L’actualité des autorités de concurrence atteste de ce que les Ordres
professionnels sont à la croisée des chemins. Il leur appartient de passer
au filtre du droit de la concurrence leurs réglementations, leurs pratiques
et leurs comportements afin de supprimer les restrictions excessives de
nature économique tout en maintenant celles qui se justifient dans la
poursuite de leur mission d’intérêt général. Cet arbitrage peut s’avérer
délicat. Dans de nombreux cas, la marge de manœuvre reste floue, mais
les risques importants au vu de la sévérité des sanctions prononcées
par les autorités de la concurrence et des enjeux qu’impliquent pour les
Ordres le maintien de leurs compétences d’autorégulation.
Ces dernières années, quatre domaines d’intervention des Ordres ont
retenu l’attention des autorités de concurrence : la fixation des honoraires, les règles en matière de communication commerciale, le pouvoir
disciplinaire et la formation professionnelle.
La fixation des honoraires
Les interventions des autorités de concurrence en matière de fixation
des honoraires constituent sans doute l’illustration la plus claire, et la
moins contestée, de l’application du droit de la concurrence aux activités des Ordres. Ces interventions peuvent revêtir différentes formes :
l’adoption de barèmes, la fixation d’un prix minimum ou d’un prix maximum, l’édiction d’une charte de prix…

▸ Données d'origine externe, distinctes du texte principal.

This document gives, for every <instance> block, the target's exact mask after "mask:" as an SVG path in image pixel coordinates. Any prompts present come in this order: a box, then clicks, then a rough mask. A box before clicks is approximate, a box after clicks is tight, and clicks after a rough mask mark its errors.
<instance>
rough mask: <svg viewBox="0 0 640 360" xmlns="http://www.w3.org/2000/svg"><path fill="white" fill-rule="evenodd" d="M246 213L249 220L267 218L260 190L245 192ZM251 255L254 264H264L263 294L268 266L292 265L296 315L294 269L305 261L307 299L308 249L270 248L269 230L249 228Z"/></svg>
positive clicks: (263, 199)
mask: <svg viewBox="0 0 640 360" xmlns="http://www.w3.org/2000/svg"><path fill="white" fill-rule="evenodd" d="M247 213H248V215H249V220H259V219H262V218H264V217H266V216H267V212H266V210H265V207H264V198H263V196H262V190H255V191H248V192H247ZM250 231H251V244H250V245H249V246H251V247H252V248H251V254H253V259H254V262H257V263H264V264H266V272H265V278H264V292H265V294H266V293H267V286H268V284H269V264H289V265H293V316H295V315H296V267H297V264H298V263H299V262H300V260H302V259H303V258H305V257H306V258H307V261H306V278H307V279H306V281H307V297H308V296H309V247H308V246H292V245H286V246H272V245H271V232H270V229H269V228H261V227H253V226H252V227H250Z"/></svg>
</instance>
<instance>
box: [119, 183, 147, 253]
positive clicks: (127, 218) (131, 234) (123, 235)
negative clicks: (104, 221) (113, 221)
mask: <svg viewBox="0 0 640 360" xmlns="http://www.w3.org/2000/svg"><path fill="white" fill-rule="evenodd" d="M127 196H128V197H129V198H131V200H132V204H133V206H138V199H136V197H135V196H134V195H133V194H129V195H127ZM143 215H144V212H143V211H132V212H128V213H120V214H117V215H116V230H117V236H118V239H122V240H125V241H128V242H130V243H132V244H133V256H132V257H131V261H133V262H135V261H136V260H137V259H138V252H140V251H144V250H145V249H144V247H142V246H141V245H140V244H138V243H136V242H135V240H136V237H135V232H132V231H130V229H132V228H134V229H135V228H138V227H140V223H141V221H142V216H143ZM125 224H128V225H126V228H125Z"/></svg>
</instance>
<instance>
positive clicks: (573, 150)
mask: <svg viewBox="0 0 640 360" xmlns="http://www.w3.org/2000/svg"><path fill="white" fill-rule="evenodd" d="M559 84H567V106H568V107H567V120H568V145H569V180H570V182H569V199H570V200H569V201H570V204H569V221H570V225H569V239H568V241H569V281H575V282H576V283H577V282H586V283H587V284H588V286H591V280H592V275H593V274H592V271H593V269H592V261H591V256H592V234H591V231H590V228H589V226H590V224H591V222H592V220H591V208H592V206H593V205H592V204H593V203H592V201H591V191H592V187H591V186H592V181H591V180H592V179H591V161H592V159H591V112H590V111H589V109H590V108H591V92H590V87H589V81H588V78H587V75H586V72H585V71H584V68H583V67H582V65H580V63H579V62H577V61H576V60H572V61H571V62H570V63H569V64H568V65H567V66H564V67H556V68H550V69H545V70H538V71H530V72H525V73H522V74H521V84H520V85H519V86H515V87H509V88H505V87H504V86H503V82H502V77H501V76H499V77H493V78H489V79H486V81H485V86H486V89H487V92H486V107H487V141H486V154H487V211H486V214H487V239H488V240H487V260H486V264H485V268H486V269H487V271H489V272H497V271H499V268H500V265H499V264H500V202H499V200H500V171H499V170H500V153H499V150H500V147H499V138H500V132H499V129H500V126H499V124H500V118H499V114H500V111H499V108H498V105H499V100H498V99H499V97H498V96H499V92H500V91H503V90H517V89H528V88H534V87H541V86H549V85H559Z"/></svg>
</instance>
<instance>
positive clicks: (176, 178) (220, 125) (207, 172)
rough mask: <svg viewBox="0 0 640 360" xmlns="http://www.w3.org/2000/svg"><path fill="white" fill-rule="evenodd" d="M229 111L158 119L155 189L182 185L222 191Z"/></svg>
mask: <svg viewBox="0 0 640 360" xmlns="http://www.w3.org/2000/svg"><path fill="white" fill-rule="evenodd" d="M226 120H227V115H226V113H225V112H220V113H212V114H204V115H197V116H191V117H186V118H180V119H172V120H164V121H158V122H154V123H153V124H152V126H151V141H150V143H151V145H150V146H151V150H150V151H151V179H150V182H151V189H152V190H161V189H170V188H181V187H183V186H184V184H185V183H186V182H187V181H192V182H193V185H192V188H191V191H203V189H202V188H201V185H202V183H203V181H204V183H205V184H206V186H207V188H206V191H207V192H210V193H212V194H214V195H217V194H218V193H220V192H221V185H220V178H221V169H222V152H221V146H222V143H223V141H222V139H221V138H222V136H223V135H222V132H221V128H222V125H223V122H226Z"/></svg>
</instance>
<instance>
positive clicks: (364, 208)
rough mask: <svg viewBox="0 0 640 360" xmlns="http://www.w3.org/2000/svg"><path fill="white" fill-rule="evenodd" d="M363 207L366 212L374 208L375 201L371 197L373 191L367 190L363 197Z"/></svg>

Les architectes français, anglais et belges ont vu leur barème d’honoraires condamnés par les autorités compétentes. Ainsi, en Belgique, la
Commission européenne a condamné un système de barèmes, comportant des honoraires minimums, prévoyant que les honoraires des architectes étaient calculés en pourcentage de la valeur des travaux réalisés,
par catégorie d’ouvrages et par tranche de dépenses. La Commission a
(18) Voy. recommandation du Conseil du 9 juillet 2013 concernant le programme
national de réforme de la France pour 2013 et portant avis du Conseil sur le programme
de stabilité de la France pour la période 2012-2017, J.O. du 30 juillet 2013, p. 27, 2013/C
217/08, adoptée sur la base de la recommandation de la Commission du 29 avril 2013,
COM(2013) 360 final.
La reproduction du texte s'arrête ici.